I love this map! It's looking great, and is so much fun. The canyons look awesome, the perspective is inviting, and the rivers look really accurate and realistic.

As someone who currently lives in California (San Francisco), used to live in New Mexico (Albuquerque), and has some experience with these regions, I hope I can give a few little "detail" notes, for what they're worth.
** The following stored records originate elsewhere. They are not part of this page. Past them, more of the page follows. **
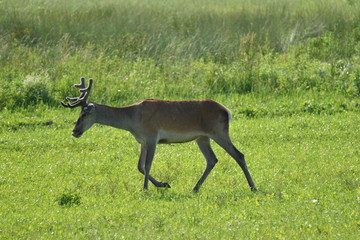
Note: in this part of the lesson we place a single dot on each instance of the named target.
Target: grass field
(288, 70)
(306, 168)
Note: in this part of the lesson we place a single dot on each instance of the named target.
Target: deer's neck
(114, 116)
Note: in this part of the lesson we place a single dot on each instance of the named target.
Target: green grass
(288, 70)
(54, 186)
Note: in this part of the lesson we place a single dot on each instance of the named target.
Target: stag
(154, 121)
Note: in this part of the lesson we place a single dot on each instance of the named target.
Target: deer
(154, 121)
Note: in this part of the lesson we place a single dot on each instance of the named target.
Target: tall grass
(177, 49)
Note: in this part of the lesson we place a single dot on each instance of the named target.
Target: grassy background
(288, 70)
(207, 48)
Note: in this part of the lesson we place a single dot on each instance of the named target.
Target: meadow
(288, 70)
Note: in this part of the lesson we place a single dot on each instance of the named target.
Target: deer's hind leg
(142, 164)
(211, 160)
(224, 141)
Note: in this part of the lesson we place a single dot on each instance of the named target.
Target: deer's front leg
(141, 167)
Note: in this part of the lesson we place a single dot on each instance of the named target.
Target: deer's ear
(89, 108)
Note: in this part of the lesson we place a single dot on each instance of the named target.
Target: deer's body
(154, 121)
(184, 121)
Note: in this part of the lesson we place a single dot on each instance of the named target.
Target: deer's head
(87, 115)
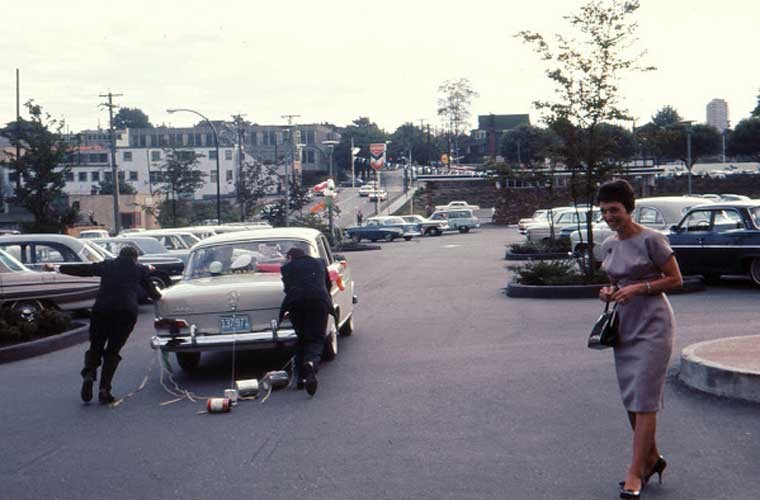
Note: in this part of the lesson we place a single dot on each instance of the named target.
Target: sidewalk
(727, 367)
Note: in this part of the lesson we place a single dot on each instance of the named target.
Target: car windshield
(244, 257)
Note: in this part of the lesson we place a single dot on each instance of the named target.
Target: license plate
(234, 324)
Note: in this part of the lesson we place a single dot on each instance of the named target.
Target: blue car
(718, 239)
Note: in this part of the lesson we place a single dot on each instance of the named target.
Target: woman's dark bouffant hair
(618, 190)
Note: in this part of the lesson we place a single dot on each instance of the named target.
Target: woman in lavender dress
(641, 266)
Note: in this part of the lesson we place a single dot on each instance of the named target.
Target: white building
(717, 114)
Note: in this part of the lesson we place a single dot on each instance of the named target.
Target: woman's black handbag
(605, 332)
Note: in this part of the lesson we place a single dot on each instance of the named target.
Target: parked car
(93, 233)
(427, 227)
(658, 213)
(409, 230)
(231, 293)
(717, 239)
(167, 269)
(462, 220)
(566, 217)
(457, 204)
(378, 195)
(366, 189)
(29, 292)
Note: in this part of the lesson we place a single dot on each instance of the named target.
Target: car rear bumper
(224, 342)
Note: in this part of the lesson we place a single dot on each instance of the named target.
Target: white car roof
(301, 233)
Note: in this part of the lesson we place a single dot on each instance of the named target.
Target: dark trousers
(108, 334)
(309, 319)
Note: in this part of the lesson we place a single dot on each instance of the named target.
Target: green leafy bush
(14, 328)
(554, 272)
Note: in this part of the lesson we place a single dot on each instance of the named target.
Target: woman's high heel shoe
(658, 468)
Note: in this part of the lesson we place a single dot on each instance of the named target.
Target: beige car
(231, 291)
(30, 292)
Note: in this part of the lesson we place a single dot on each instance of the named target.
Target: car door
(688, 240)
(723, 243)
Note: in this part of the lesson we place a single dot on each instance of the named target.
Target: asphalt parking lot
(447, 390)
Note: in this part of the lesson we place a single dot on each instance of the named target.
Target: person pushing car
(113, 316)
(308, 303)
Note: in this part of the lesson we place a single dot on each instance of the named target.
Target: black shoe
(309, 373)
(86, 392)
(105, 397)
(658, 468)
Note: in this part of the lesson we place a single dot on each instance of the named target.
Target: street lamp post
(216, 146)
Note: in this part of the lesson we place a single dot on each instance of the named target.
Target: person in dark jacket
(113, 316)
(308, 303)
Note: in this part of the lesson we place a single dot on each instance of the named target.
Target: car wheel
(754, 271)
(348, 327)
(189, 361)
(331, 343)
(28, 309)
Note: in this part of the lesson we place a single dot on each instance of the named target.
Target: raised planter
(510, 255)
(690, 284)
(24, 350)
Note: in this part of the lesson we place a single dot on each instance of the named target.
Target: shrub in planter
(14, 328)
(560, 245)
(554, 272)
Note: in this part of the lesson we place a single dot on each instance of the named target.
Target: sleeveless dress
(646, 323)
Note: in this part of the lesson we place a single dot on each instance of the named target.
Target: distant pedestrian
(113, 316)
(641, 266)
(308, 303)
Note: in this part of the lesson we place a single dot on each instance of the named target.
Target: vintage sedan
(29, 292)
(719, 239)
(658, 213)
(231, 292)
(373, 230)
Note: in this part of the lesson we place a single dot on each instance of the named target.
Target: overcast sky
(335, 60)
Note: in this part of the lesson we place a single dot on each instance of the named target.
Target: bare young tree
(454, 108)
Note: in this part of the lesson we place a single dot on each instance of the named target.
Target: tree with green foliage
(586, 68)
(43, 167)
(454, 101)
(179, 178)
(131, 118)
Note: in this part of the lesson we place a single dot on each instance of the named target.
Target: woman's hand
(625, 294)
(605, 293)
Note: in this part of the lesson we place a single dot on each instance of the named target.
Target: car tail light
(173, 325)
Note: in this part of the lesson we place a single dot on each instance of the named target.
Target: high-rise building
(717, 114)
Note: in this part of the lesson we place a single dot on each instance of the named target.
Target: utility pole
(114, 172)
(289, 163)
(238, 120)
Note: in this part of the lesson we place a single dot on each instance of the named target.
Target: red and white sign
(377, 155)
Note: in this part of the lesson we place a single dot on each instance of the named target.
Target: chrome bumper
(223, 342)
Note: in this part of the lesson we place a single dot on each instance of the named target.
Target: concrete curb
(721, 379)
(45, 345)
(536, 256)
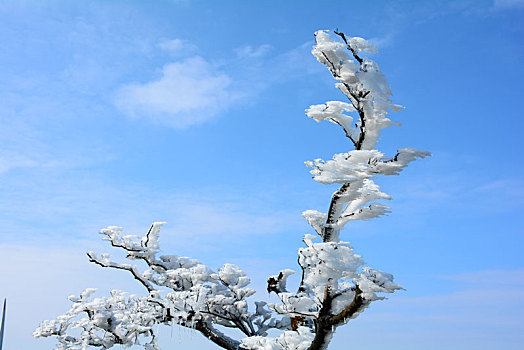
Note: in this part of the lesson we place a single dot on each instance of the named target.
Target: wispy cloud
(249, 51)
(485, 313)
(188, 92)
(508, 4)
(178, 47)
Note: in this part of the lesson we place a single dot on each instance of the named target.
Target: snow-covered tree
(335, 286)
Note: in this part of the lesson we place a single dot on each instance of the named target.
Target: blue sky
(192, 112)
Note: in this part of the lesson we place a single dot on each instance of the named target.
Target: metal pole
(3, 326)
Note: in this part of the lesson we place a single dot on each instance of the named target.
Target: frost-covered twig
(335, 286)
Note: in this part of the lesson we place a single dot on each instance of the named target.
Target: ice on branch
(334, 285)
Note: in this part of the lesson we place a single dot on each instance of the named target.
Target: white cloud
(188, 92)
(485, 314)
(178, 47)
(249, 51)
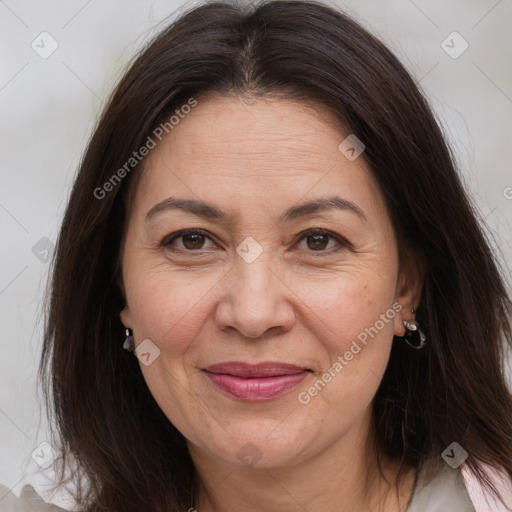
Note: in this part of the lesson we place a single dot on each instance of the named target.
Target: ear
(409, 288)
(125, 314)
(126, 317)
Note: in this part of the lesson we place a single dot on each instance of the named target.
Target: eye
(317, 240)
(192, 239)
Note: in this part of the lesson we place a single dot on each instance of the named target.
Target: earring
(414, 336)
(129, 344)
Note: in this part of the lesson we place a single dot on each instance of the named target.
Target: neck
(343, 477)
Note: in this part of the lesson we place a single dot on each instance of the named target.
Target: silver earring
(129, 344)
(414, 336)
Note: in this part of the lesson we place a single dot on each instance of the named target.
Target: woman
(269, 212)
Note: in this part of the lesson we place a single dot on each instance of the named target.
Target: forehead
(268, 149)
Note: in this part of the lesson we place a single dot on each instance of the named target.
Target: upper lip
(247, 370)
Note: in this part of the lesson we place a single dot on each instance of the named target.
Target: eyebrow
(210, 212)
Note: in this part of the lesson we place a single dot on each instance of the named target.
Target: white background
(49, 108)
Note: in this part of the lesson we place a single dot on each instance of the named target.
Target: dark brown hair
(108, 424)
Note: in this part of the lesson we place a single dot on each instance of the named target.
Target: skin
(203, 304)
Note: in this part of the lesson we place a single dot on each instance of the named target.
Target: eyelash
(167, 241)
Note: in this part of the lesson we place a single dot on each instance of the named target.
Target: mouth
(256, 382)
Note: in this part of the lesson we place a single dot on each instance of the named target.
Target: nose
(256, 302)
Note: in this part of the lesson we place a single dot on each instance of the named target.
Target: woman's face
(255, 287)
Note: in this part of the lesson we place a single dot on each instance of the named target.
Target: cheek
(344, 308)
(170, 308)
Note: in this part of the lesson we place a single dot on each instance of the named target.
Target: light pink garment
(482, 500)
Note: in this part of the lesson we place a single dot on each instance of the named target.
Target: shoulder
(481, 497)
(439, 489)
(28, 501)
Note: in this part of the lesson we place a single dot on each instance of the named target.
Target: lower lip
(256, 389)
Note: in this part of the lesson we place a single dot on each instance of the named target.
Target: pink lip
(258, 382)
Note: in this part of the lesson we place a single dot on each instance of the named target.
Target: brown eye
(191, 240)
(317, 240)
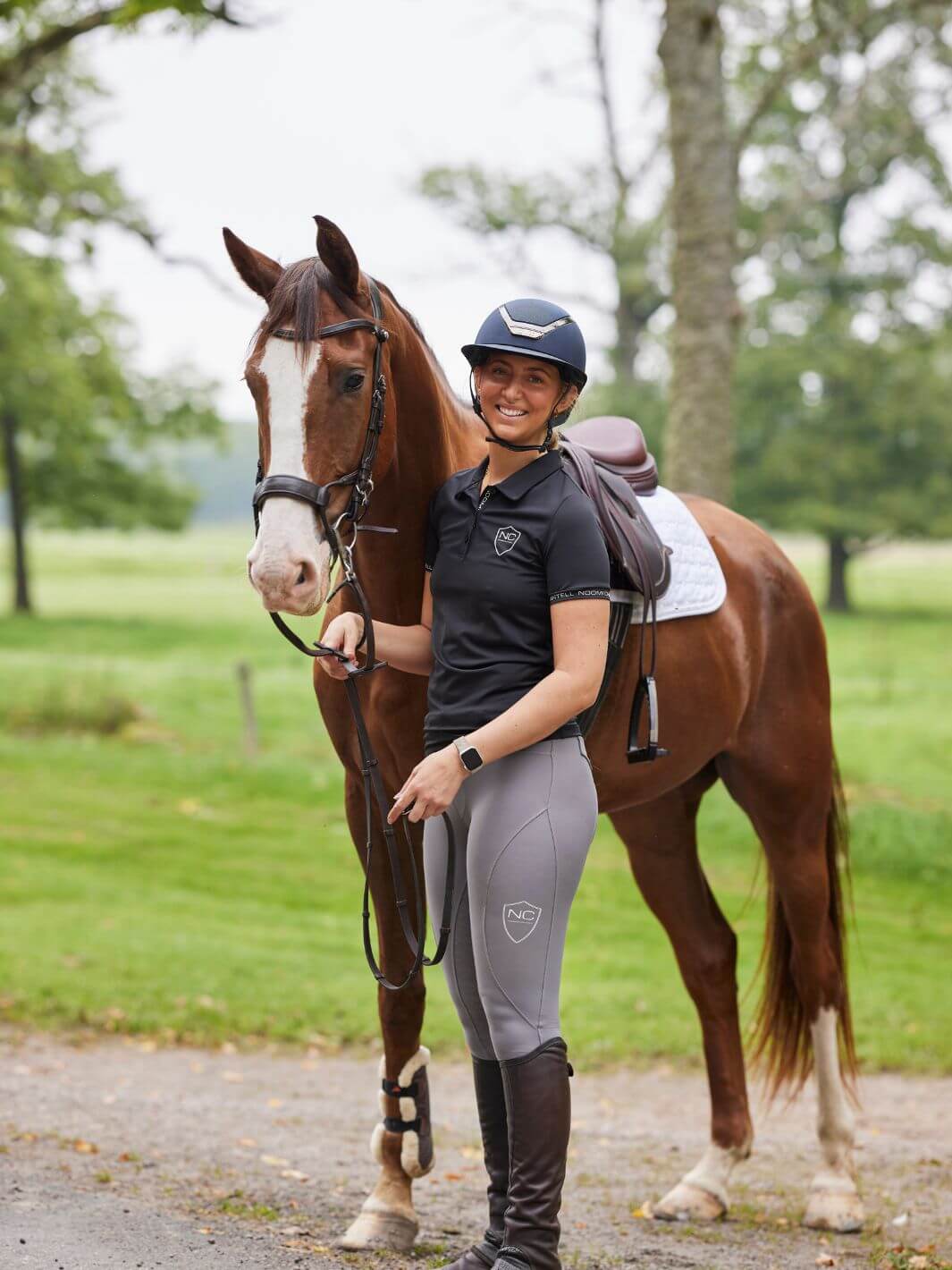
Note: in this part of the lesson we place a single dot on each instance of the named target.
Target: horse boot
(538, 1110)
(490, 1104)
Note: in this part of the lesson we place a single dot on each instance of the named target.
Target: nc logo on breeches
(519, 919)
(507, 538)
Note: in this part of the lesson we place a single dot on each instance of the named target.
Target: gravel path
(114, 1154)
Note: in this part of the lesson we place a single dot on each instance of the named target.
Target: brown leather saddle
(608, 460)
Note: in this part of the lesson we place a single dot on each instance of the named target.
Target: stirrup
(647, 753)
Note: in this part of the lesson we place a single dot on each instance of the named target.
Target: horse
(746, 700)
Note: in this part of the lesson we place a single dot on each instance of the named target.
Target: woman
(510, 665)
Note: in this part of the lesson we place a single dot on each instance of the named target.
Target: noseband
(317, 496)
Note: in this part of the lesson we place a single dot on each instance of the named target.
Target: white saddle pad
(697, 582)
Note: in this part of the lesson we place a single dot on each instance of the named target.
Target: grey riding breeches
(523, 827)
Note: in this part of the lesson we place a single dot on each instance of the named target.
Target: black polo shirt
(496, 563)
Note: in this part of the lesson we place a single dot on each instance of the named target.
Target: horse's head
(314, 402)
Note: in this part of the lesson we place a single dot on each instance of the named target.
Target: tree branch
(809, 54)
(55, 38)
(606, 99)
(52, 41)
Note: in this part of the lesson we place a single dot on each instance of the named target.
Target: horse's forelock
(296, 301)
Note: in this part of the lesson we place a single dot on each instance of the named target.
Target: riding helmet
(534, 328)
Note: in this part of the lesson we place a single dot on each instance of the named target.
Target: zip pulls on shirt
(479, 508)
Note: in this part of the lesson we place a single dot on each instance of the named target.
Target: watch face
(471, 758)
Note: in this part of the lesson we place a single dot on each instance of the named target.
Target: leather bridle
(317, 496)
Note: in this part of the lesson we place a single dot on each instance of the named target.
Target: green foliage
(163, 883)
(846, 366)
(89, 429)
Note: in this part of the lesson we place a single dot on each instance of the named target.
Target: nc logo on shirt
(507, 538)
(519, 919)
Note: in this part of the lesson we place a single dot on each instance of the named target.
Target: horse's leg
(794, 800)
(387, 1218)
(661, 842)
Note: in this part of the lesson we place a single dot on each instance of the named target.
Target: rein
(317, 496)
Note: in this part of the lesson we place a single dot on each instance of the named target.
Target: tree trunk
(18, 514)
(698, 433)
(628, 332)
(837, 593)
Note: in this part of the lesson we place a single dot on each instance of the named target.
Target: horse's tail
(781, 1033)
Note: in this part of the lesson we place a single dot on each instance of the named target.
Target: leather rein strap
(317, 496)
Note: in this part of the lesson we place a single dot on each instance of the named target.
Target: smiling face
(518, 394)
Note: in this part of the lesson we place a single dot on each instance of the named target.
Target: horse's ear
(337, 253)
(257, 269)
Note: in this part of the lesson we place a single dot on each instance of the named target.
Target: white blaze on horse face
(290, 538)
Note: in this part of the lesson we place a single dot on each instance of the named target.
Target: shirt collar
(522, 480)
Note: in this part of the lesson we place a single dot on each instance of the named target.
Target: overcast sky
(337, 109)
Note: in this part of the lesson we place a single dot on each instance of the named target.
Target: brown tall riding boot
(490, 1104)
(538, 1110)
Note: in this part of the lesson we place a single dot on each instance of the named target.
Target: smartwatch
(470, 756)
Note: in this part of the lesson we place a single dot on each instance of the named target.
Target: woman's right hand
(341, 632)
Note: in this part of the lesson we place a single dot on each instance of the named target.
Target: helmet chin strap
(510, 444)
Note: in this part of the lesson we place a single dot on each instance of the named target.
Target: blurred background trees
(83, 432)
(786, 124)
(776, 311)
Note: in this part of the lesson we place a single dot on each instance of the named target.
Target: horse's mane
(296, 301)
(296, 304)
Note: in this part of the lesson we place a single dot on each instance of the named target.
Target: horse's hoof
(380, 1228)
(840, 1210)
(688, 1203)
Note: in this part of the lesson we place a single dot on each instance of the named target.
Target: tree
(847, 368)
(81, 433)
(730, 69)
(594, 207)
(698, 436)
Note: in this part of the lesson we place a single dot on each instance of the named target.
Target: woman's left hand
(431, 786)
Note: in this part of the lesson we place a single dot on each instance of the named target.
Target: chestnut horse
(746, 700)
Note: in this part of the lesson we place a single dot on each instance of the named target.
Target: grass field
(155, 880)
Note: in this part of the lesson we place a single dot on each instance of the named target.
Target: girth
(643, 563)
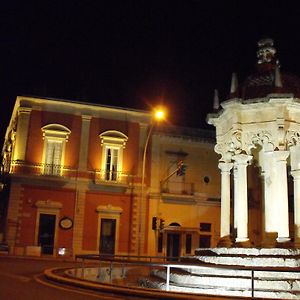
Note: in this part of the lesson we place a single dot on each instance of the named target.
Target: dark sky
(139, 53)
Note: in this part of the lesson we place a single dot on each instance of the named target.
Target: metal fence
(117, 261)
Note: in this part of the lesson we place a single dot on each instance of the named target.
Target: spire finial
(234, 83)
(266, 51)
(278, 82)
(216, 100)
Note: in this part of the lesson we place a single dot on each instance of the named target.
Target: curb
(54, 274)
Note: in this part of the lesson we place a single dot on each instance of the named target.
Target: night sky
(139, 53)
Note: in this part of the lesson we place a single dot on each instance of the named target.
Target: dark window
(46, 233)
(160, 238)
(188, 244)
(205, 227)
(107, 236)
(204, 241)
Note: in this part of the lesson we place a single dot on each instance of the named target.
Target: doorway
(173, 246)
(46, 233)
(107, 236)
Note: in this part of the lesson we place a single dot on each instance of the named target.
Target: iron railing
(121, 261)
(112, 177)
(56, 170)
(178, 188)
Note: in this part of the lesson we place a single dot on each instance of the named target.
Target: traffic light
(154, 223)
(161, 224)
(181, 168)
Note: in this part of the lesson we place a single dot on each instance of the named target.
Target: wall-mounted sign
(66, 223)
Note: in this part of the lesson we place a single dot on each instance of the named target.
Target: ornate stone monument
(260, 126)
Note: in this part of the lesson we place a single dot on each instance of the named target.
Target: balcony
(112, 178)
(178, 191)
(40, 169)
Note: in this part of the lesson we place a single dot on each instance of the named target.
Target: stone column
(270, 189)
(296, 176)
(281, 197)
(22, 133)
(225, 240)
(241, 215)
(84, 142)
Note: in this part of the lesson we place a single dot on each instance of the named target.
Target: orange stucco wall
(130, 154)
(35, 141)
(91, 230)
(29, 210)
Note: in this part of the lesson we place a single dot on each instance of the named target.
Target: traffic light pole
(170, 175)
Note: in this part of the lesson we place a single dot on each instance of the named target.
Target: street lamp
(158, 115)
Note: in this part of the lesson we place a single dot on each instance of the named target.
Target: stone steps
(227, 272)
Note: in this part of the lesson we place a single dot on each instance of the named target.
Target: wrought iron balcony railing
(112, 177)
(178, 188)
(23, 167)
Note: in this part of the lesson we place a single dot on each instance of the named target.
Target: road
(22, 278)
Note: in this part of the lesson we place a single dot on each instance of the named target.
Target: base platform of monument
(265, 273)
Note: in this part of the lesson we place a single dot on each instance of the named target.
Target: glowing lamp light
(159, 114)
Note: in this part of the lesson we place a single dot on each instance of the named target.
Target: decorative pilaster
(22, 133)
(281, 196)
(225, 240)
(84, 142)
(79, 219)
(241, 215)
(296, 176)
(270, 190)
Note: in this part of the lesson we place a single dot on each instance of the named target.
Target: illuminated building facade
(72, 182)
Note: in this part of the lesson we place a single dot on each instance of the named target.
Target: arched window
(55, 137)
(113, 143)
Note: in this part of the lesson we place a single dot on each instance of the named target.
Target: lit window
(206, 227)
(113, 143)
(55, 137)
(111, 163)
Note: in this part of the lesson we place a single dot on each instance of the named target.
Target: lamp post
(158, 115)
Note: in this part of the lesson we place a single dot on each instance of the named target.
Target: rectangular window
(53, 157)
(107, 236)
(111, 164)
(160, 243)
(188, 244)
(204, 241)
(206, 227)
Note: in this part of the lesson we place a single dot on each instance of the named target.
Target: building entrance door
(107, 236)
(173, 246)
(46, 233)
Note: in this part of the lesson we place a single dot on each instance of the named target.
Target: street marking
(36, 278)
(15, 276)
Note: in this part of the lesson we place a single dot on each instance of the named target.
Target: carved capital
(292, 138)
(263, 138)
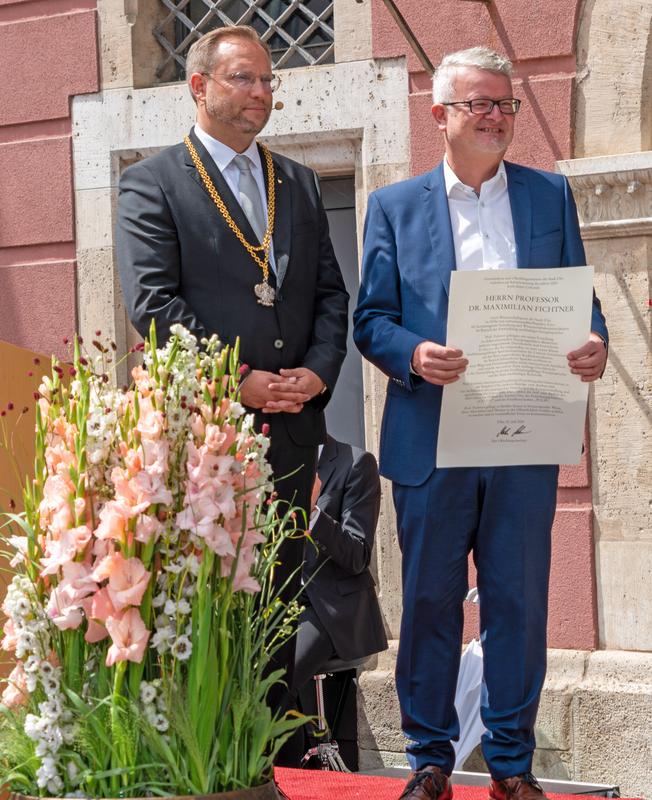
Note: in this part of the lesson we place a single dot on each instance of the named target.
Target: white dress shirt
(483, 231)
(223, 156)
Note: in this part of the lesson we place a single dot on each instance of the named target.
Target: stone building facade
(80, 98)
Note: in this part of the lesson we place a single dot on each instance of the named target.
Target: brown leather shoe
(429, 783)
(520, 787)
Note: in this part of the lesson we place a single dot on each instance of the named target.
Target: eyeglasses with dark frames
(246, 81)
(483, 105)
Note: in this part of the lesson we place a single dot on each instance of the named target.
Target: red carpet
(315, 785)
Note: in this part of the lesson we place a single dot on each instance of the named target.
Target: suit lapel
(282, 238)
(221, 185)
(521, 205)
(439, 223)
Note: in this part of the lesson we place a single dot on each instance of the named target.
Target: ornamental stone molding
(613, 194)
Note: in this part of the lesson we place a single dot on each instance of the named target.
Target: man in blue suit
(473, 211)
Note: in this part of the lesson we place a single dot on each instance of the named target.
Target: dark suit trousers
(505, 516)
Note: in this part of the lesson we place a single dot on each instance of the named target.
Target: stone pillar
(614, 198)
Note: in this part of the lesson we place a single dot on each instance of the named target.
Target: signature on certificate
(507, 431)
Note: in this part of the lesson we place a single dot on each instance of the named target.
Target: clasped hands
(441, 365)
(288, 391)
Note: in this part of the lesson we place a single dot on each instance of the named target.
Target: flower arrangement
(142, 615)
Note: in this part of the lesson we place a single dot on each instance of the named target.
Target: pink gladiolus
(114, 518)
(128, 579)
(61, 551)
(147, 527)
(197, 426)
(66, 602)
(216, 538)
(156, 453)
(95, 632)
(58, 458)
(133, 460)
(10, 639)
(150, 421)
(129, 636)
(15, 693)
(150, 489)
(19, 543)
(101, 606)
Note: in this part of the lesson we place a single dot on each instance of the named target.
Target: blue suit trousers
(503, 515)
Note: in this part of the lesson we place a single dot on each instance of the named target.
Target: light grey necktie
(250, 196)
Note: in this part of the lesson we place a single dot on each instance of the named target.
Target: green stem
(117, 703)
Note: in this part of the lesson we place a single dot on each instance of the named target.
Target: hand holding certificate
(517, 402)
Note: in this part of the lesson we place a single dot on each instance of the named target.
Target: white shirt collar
(222, 154)
(452, 182)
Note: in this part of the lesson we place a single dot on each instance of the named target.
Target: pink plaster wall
(48, 54)
(540, 40)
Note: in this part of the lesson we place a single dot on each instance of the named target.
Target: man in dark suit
(218, 234)
(342, 617)
(473, 211)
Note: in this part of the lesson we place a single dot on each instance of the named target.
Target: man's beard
(222, 113)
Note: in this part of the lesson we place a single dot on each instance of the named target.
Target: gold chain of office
(252, 249)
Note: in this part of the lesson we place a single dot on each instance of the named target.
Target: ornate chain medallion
(265, 293)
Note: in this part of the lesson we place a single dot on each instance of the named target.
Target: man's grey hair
(479, 57)
(203, 54)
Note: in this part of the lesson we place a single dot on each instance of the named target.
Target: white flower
(236, 410)
(161, 639)
(160, 723)
(182, 648)
(147, 693)
(183, 607)
(32, 664)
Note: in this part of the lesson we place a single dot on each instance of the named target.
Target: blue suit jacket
(407, 261)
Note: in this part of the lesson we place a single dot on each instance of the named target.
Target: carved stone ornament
(613, 194)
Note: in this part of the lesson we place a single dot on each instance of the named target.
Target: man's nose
(495, 113)
(260, 89)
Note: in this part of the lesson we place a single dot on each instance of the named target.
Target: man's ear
(198, 85)
(440, 113)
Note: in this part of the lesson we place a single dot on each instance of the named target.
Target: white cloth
(468, 698)
(483, 231)
(223, 156)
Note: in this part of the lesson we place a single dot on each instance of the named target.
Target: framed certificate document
(517, 402)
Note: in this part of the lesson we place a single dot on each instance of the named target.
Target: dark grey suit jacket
(342, 590)
(179, 262)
1) New Mexico looks really good. The one thing I might add, since it could look really cool, is the great caldera of the volcano that is now known as the Jemez Mtns ("HEY-mess mountains"). It was once a massive volcano that exploded a couple million years ago...chunks of it have been found in Montana. It's just west of Santa Fe in that blank spot under Mesa Verde. It's a big, round caldera covering lots of ground. You can see the circular structure in a map like this one: http://www.fs.usda.gov/detail/r3/lan...fsbdev3_022253

2) Looks like there's a spot open for Tucson, AZ

3) The Sierra Nevada Mtns look a little strange to me, and it's because of the north-south running valley with the trees in it. Most of us who live near there, have vacationed there, and have ridden rafts down those rivers know that virtually all of the big, important valleys in the Sierras are east-west valleys. There's Yosemite, east-west. A little north of that, Hetch Hetchy--also east-west. It just feels odd to see an implied, huge, forested north-south valley.

4) Mt. Shasta is even more impressive than Lassen Peak.